Nearly 100 residents attended the first Washington city council meeting since a potential new data center came to light three weeks ago.
As the meeting began Monday evening, Washington Mayor David Rhoads made it clear that there were no items on the agenda regarding the proposed data center.
“We’re not talking about that tonight — at a later time if necessary but we’re not talking about it,” he said to a packed room before opening the meeting. “It’s not on the agenda, and maybe at a later date we’ll let the public know what’s going on.”
The crowd stayed for the duration of the meeting anyway.
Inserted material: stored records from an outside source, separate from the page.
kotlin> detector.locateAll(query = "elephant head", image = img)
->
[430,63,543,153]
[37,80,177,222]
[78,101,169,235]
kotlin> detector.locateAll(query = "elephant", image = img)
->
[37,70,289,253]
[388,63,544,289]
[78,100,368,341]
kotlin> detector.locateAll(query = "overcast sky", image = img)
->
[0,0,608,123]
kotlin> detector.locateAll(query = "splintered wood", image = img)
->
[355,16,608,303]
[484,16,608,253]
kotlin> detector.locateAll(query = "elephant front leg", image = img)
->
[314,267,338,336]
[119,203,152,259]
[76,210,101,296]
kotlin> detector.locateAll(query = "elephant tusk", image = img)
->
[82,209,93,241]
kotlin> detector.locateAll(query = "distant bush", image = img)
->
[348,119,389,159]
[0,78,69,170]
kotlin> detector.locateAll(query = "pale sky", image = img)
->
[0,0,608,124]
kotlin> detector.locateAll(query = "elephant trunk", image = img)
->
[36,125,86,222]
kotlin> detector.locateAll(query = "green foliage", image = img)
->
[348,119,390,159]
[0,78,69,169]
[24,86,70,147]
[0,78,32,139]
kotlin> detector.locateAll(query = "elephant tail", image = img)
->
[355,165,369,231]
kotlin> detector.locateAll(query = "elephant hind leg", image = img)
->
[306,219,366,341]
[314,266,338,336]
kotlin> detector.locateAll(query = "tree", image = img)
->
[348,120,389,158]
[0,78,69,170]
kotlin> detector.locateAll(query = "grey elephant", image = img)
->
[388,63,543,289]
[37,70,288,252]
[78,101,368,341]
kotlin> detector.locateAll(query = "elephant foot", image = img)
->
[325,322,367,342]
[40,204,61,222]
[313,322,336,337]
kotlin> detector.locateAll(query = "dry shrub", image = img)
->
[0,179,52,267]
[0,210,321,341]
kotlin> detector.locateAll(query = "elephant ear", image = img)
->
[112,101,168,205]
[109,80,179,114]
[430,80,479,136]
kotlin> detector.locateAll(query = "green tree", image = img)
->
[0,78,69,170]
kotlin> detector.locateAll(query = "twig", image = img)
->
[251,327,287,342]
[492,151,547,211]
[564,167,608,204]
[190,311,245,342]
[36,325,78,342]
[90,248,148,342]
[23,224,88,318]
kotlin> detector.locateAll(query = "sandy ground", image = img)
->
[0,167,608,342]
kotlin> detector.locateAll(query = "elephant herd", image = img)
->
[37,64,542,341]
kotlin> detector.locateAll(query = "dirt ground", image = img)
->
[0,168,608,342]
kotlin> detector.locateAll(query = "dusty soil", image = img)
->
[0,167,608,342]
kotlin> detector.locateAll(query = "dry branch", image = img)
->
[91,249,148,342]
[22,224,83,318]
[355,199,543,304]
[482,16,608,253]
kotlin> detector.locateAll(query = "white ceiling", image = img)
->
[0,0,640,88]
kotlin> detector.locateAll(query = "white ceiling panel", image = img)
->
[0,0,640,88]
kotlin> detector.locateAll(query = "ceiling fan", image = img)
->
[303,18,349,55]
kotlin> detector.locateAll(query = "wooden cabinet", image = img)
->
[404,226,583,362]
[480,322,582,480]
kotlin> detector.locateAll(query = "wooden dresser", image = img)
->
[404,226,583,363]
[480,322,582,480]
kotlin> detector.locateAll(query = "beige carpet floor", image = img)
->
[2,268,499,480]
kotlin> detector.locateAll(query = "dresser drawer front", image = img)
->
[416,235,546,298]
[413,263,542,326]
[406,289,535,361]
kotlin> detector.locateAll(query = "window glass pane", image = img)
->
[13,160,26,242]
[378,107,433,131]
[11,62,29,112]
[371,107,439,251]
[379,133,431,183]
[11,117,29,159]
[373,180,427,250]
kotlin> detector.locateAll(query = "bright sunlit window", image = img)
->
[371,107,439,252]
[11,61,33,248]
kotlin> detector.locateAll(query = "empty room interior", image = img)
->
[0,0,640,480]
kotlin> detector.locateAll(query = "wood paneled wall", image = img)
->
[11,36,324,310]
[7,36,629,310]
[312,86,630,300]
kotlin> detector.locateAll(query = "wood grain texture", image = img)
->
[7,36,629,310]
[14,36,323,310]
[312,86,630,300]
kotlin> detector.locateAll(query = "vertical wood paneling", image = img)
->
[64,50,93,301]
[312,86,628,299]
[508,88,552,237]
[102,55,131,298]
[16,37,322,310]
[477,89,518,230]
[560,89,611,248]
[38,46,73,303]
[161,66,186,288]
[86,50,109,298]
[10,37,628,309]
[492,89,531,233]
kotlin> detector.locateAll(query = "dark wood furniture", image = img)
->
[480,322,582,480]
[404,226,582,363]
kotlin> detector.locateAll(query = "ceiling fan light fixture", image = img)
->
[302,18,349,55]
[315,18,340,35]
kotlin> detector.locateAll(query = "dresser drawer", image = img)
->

There was no public comment period and the data center didn’t come up.
Residents like Rowdy Abbott wished the council would have allowed the community to speak at the meeting.
“It's frustrating, but when you're knocking on the doors of power, this is what happens,” he said. “When you show up to these meetings that usually have six people in the room, and there's no way to get in the door now with this meeting, you know you're doing something right.”
The data center would be located at the southeast corner of I-69 and US 50 and span 120 acres.
Abbott said that location was primed for economic growth and development for the city.
“If there's a giant data center sitting there right on the doorstep, you're not gonna have businesses want to come in and build right next to that,” he said. “So it's going to stifle that economic growth that they've said we were supposed to get.”
Before building, developer Outrigger Industrial needs the city to update zoning ordinances and guarantee its water and sewer will serve the site.